To be clear, it is not as if the ballotting requirement was never there in the first place. It has always been, contained in section 95(5)(p) of the Labour Relations Act. The objective of this amendment is, among others, to test whether an intended strike or lockout has the support of the majority of members of a trade union or employer organisation. This is so because nonsecret ballotting was seldom utilised as members would have been reluctant to do so publicly.
While the amendment, together with others, came into effect on January 1, there are what is referred to as “transitional provisions”. These require trade unions or employer organisations to amend their constitutions to include secret ballotting, which must be done within a period of 180 days (about five months, which coincidentally is the end of May when one calculates from January 1, the date the amendment came into force).
Therefore, trade unions or employer organisations may argue that until they have amended their constitutions to include secret ballotting, they can still call on their members to go on strike or for a lockout, without conducting secret ballotting of those members. Sadly for them a recent labour court judgment in Durban (Mahle Behr SA and Foskor as applicants, versus Numsa and others as respondents) essentially ruled: no secret ballotting, no strike.
And you can now interdict. It should be kept in mind that before this judgment this was not the case, as in terms of a section dealing with strikes or lockouts in compliance with the labour relations act, failure to conduct a ballot did not constitute a ground for any legal action that affected the legality of a strike or protection of union members (section 67(7) of the act).
In my view, this labour court judgment has opened avenues for employers to interdict a strike called by a trade union that has not conducted secret ballotting of its members beforehand. It is important to note that this similarly affects employer organisations: no secret ballotting, no lockout.
The judge in this case in effect made a ruling that, in interpreting statutes, the court is required to apply the accepted canons of interpretation. In this matter, I believe the provisions of section 19 are clear and unambiguous and the court is obliged to effect them.
The purpose of the legislation is clear in that its main purpose is to provide that before a union may engage in a strike it should conduct a secret ballot of its members. In addition to this provision and to regulate the interim position, the transitional provisions require a secret ballot by a union (and employers organisation in respect of a lockout) prior to engaging in a strike. The requirement applies only to registered trade unions that do not include the requirement of a ballot in their constitutions.

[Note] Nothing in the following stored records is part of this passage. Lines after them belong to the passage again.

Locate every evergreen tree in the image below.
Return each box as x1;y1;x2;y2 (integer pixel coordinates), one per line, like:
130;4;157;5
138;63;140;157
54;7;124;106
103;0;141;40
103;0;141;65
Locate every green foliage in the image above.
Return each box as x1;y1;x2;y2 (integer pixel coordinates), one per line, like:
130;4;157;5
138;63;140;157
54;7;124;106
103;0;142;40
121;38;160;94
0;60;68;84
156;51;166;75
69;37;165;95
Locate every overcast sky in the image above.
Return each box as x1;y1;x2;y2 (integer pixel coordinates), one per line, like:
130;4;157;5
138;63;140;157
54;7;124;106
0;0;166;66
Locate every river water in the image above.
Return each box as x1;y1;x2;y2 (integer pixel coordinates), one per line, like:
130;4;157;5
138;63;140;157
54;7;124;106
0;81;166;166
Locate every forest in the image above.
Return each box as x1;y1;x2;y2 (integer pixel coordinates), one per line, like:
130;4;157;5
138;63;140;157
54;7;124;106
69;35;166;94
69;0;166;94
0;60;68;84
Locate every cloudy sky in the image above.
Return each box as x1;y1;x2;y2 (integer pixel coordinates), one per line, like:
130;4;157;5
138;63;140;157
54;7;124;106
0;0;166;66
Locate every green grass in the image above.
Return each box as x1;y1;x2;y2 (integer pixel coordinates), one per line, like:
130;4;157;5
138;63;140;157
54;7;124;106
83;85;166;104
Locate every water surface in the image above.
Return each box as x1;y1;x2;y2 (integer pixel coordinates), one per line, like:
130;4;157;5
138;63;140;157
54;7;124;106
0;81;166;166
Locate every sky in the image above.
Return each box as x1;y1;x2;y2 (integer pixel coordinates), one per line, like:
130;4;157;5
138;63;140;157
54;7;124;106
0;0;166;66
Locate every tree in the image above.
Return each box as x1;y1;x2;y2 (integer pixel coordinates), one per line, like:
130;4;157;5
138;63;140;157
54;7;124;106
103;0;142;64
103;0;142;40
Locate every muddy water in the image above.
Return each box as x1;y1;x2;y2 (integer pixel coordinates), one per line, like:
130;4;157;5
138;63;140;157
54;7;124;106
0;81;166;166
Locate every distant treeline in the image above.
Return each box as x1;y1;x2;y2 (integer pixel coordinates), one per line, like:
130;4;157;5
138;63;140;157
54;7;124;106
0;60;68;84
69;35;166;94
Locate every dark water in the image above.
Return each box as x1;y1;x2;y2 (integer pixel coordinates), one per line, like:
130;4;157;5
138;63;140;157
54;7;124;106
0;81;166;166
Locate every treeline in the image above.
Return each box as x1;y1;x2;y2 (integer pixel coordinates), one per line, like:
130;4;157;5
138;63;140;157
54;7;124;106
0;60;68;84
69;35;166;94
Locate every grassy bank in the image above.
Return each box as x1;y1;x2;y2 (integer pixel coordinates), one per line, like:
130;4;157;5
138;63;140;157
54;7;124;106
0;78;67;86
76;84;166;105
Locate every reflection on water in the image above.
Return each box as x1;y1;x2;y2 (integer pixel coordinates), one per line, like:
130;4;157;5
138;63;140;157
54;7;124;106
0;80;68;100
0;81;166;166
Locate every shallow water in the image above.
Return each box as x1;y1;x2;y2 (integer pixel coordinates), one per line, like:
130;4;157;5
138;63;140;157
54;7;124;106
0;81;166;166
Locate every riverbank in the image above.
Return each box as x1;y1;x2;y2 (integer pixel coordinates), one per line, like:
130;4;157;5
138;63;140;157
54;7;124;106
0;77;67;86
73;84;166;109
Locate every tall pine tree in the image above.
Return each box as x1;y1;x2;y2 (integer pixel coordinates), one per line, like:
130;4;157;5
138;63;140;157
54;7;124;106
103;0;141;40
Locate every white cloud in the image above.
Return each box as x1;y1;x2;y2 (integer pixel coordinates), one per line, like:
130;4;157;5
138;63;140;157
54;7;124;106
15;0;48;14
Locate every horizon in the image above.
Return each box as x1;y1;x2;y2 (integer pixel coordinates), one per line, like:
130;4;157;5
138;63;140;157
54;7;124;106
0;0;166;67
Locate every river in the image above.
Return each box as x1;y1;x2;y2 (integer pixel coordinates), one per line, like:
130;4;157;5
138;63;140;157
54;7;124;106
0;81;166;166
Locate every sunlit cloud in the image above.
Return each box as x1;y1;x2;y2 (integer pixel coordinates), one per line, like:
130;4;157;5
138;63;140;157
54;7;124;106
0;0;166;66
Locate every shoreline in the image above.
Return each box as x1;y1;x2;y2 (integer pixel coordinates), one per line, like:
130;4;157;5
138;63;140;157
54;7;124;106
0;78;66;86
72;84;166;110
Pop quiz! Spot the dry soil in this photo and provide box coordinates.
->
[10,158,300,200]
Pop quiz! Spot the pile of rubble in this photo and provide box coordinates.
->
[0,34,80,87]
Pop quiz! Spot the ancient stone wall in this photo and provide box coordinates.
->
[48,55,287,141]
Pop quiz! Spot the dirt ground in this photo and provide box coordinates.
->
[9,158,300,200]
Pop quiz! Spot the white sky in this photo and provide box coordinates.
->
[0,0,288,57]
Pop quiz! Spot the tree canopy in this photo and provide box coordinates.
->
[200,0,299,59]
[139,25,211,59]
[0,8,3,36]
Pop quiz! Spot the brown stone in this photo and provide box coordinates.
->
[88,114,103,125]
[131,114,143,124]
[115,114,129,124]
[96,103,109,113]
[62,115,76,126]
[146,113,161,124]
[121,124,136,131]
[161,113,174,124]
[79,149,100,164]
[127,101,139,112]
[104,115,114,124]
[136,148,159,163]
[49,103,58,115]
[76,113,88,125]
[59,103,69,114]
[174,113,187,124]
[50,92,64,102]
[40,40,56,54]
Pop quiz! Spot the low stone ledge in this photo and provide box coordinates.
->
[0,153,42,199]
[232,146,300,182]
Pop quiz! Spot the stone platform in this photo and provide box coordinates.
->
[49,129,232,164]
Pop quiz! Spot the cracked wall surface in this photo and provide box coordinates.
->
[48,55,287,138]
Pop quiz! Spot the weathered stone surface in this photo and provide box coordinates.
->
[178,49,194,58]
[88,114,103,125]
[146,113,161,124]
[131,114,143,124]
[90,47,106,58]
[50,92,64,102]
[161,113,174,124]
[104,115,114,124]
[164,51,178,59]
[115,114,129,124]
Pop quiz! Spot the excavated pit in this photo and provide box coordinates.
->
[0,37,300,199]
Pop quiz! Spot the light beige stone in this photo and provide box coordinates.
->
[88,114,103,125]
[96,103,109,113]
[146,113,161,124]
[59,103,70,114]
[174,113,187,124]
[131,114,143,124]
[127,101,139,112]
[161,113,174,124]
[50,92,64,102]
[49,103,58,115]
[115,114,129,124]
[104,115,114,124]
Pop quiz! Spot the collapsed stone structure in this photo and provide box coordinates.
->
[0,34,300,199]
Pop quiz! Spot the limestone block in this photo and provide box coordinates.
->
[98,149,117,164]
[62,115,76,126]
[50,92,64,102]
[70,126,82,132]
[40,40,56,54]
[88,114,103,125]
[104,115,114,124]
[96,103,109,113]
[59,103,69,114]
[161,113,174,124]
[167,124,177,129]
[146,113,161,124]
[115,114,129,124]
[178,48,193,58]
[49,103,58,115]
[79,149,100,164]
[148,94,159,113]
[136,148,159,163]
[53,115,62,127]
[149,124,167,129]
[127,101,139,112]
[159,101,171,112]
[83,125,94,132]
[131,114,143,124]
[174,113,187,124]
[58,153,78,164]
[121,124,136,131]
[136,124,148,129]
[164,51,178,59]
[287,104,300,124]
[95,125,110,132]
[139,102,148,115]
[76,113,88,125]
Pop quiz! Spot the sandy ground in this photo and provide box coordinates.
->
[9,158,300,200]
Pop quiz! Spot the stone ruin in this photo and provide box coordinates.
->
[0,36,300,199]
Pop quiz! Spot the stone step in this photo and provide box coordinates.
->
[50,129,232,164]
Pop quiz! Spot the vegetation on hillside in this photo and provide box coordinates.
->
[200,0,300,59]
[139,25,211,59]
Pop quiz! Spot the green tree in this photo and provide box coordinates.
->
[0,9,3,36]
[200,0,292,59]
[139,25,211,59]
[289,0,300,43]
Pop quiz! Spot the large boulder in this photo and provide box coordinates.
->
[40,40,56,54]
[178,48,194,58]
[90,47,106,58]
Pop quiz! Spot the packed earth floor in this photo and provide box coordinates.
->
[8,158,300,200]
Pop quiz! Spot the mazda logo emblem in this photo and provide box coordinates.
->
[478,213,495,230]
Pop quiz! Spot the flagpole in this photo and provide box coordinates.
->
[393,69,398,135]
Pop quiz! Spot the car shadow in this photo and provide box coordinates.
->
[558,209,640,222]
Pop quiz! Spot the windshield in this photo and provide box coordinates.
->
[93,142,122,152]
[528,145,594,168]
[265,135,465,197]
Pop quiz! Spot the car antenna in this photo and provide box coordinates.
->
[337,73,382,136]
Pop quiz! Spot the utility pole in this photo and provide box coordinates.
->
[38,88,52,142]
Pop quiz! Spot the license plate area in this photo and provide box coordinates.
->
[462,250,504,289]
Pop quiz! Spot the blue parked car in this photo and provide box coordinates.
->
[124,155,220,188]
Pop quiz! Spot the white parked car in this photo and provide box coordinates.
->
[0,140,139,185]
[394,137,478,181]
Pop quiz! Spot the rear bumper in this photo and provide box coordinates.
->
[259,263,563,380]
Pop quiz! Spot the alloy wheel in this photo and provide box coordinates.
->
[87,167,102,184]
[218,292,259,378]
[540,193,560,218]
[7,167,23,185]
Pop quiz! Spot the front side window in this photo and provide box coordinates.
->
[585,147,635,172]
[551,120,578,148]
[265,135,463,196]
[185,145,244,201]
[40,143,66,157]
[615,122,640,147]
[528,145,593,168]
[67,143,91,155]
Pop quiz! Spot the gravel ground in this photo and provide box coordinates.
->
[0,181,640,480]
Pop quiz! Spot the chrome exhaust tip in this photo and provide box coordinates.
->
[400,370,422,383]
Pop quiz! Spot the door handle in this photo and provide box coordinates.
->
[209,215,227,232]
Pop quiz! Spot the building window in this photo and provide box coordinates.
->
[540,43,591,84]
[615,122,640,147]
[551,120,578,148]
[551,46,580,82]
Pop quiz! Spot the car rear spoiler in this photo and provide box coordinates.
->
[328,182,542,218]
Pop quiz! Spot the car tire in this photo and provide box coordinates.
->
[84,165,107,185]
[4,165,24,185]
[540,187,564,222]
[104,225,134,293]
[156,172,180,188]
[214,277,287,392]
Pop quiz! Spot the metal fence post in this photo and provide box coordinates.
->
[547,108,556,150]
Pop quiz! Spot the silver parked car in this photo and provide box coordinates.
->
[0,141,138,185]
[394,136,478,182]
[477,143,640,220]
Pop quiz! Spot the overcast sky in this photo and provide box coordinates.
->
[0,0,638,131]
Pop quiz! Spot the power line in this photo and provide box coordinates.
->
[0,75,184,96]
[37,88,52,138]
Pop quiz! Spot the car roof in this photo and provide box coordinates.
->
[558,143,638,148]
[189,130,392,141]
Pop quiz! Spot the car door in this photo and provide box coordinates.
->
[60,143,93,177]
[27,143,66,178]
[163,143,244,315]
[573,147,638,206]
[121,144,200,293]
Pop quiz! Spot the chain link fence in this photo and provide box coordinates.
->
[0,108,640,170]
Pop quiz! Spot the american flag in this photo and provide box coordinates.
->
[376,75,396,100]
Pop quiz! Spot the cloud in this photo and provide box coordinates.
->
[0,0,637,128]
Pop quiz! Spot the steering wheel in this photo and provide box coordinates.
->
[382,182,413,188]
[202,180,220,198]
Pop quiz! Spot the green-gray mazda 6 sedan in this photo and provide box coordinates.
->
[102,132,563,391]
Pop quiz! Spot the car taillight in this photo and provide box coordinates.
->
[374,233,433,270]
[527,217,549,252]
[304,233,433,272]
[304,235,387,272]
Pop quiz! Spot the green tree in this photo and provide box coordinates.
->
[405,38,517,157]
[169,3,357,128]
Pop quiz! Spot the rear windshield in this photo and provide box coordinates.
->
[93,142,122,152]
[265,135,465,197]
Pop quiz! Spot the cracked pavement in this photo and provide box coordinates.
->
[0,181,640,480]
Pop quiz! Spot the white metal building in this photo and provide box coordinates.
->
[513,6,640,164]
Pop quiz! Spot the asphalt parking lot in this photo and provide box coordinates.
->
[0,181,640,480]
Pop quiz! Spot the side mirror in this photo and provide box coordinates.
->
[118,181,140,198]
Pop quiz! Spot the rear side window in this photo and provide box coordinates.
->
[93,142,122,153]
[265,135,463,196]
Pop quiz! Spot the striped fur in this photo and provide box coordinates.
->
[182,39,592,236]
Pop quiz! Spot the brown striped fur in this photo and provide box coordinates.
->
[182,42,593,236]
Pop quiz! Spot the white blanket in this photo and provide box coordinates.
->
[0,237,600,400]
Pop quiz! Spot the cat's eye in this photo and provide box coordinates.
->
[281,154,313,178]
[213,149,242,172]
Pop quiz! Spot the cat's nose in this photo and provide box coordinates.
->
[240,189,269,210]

This is a peremptory provision and, until the respondents comply, they may not engage in a strike. It is clear from this that trade unions and employer organisations must comply now — the secret ballotting is peremptory. An argument that there is still a process to amend the constitution to make provision for secret ballotting will not hold water, as per this judgment.
It remains to be seen whether this judgment will be heeded and unions and employers’ organisations will conduct secret balloting before calling for a strike or lockout. My view is that in any event, and upon the expiry of the 180 days, there should be no further debate on this requirement.
The consequences of noncompliance are severe: deregistration, cancellation or even being placed under administration. I strongly urge trade unions and employer organisations to seek advice before a decision to strike or lock out is taken.
• Molatudi is an attorney focusing on employment and labour law.